A NEW TAKE ON STRENGTH
DEUTERONOMY 11:8-9, 22-23
DEUTERONOMY 11:8-9, 22-23 NKJV
8 "Therefore you shall keep every commandment which I command you today, that you may be strong, and go in and possess the land which you cross over to possess, 9 and that you may prolong your days in the land which the Lord swore to give your fathers, to them and their descendants, 'a land flowing with milk and honey.'
22 "For if you carefully keep all these commandments which I command you to do—to love the Lord your God, to walk in all His ways, and to hold fast to Him— 23 then the Lord will drive out all these nations from before you, and you will dispossess greater and mightier nations than yourselves.
OBSERVATION:
Once again, we are looking at the principles that are revealed in the book of Deuteronomy.

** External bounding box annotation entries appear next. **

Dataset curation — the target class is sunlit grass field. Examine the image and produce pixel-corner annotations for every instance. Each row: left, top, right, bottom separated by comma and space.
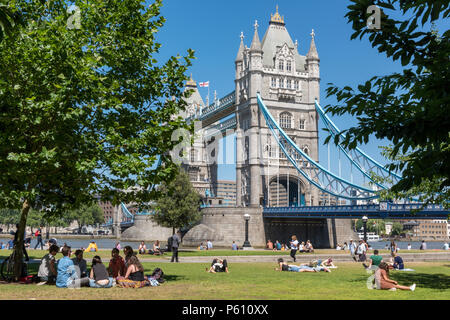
0, 262, 450, 300
0, 248, 446, 263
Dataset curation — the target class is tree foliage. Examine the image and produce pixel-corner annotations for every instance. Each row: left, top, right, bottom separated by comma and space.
0, 0, 193, 278
391, 222, 404, 236
326, 0, 450, 202
154, 170, 201, 234
0, 0, 21, 42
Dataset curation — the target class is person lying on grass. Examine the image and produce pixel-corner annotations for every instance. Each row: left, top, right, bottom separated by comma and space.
320, 258, 337, 268
275, 258, 331, 272
300, 258, 331, 272
206, 258, 230, 273
375, 262, 416, 291
89, 256, 114, 288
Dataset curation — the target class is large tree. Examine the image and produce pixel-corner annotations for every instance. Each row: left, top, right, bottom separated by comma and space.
0, 0, 193, 275
326, 0, 450, 203
0, 0, 20, 42
154, 169, 201, 232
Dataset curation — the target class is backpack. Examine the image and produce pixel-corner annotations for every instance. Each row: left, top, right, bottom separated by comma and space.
150, 268, 165, 283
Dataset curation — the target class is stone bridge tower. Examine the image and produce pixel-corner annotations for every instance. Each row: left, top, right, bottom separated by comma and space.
235, 7, 320, 207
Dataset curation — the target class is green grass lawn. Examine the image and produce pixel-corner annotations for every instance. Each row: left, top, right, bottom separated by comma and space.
0, 262, 450, 300
0, 249, 446, 263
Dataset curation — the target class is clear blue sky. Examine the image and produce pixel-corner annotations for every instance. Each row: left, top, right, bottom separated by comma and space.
157, 0, 448, 185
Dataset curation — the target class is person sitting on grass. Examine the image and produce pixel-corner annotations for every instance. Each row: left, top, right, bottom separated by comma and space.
123, 246, 134, 268
138, 241, 147, 254
391, 253, 405, 270
274, 240, 281, 251
206, 258, 229, 273
153, 240, 163, 256
38, 245, 59, 285
84, 241, 98, 252
362, 249, 383, 270
72, 249, 88, 278
298, 241, 306, 253
108, 248, 126, 278
116, 255, 149, 288
305, 240, 314, 252
375, 262, 416, 291
89, 256, 114, 288
56, 246, 89, 288
275, 258, 316, 272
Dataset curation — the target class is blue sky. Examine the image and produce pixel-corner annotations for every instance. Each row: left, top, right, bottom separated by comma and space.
157, 0, 448, 185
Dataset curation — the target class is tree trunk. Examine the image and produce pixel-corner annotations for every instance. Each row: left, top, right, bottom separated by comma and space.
14, 200, 30, 281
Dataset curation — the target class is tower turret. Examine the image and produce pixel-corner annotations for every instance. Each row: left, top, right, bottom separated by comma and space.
306, 29, 320, 102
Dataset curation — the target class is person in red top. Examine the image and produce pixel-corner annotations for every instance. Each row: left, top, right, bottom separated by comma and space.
108, 248, 126, 278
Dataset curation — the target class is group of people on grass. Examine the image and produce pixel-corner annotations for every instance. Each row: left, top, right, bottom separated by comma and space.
197, 240, 213, 250
38, 245, 159, 288
266, 239, 314, 253
138, 240, 165, 256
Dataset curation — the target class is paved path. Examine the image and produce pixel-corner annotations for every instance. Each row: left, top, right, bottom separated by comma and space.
0, 252, 450, 264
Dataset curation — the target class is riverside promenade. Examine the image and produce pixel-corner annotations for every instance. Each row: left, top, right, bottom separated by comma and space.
135, 252, 450, 263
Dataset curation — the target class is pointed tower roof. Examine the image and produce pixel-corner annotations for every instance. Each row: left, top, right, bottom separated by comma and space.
262, 6, 306, 71
270, 5, 284, 26
184, 74, 205, 107
236, 32, 245, 62
250, 20, 262, 51
306, 29, 319, 60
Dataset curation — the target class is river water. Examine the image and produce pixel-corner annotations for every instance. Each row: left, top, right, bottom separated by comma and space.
18, 237, 450, 251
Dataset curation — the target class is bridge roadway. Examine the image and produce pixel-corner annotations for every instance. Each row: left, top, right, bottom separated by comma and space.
11, 249, 450, 269
263, 202, 450, 220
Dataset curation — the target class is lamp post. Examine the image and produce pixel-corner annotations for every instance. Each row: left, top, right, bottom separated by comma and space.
362, 216, 369, 243
242, 213, 251, 248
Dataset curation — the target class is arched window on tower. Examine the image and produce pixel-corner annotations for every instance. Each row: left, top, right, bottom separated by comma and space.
286, 79, 292, 89
299, 119, 306, 130
280, 112, 292, 129
303, 146, 309, 156
190, 149, 197, 162
272, 77, 277, 88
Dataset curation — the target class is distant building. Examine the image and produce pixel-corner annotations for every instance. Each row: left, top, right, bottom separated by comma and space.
319, 192, 349, 206
97, 200, 138, 223
416, 220, 449, 240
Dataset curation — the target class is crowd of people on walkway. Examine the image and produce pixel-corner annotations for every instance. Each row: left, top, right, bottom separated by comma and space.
266, 239, 314, 261
0, 224, 448, 291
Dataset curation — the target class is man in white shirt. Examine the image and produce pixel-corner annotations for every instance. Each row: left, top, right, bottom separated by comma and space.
356, 240, 367, 262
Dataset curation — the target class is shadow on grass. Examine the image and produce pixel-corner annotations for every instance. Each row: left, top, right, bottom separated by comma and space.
390, 273, 450, 290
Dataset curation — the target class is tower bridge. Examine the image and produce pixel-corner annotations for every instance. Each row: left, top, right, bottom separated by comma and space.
178, 7, 448, 247
107, 7, 449, 247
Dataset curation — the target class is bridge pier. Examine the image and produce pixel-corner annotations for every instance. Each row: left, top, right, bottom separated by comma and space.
183, 207, 358, 248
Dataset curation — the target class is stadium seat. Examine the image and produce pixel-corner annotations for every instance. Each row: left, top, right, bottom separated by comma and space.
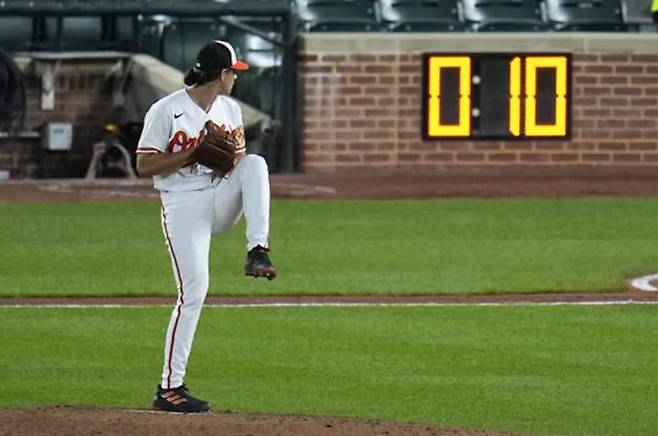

I know our New Testament reading for today is in the book of Revelation. And I encourage you to keep up with that reading. But as you read the scriptures, especially as you journal or meditate, stop on the verses that speak to you. What resonates with your heart?
In our Deuteronomy passage, Moses is talking to the people who are to go in and possess the promised land. His words contain encouragement as well as warnings.
The encouragement centers around loving the Lord and keeping His ways. The warnings involve not yielding to deception by serving and worshipping foreign gods.
In verse eight, Moses again commands the people to keep God's commandments. Keep God's ways and words so that they would be strong and go in to take the land.
That phrase arrested my attention. Keeping God's commandments that you may be strong and go in and possess the land. And not just possess the land but stay in the land.
Evidently, keeping God's commandments was a place of strength for His people. In verses 22-23, we get more insight. By keeping God's commandments and staying close to Him, God would drive out the nations in the land.
Israel could not take the land in their own strength. They needed God. And by keeping His word and ways, they worked with Him, and God fought for them. Staying close to God was a place of strength for Israel.
APPLICATION:
How often we have thought of keeping God's commandments and ways as a function of pure obedience. Almost a resigned, okay, I'm going to do this even if it kills me.
If so we have taken the wrong perspective. What if we viewed keeping God's words and ways as a place of strength. That living our lives in conformity to God is the strongest place we can be.
We know that walking by faith is stronger than walking in fear. That walking in love is stronger than walking selfishly. That living with a positive expectation, hope, is stronger than living in dread or despair.
Yes, it requires more from us to walk with God. But it is the strongest way to walk.
PRAYER:
Lord Your ways are ways of strength. Show me how I can walk closer to You.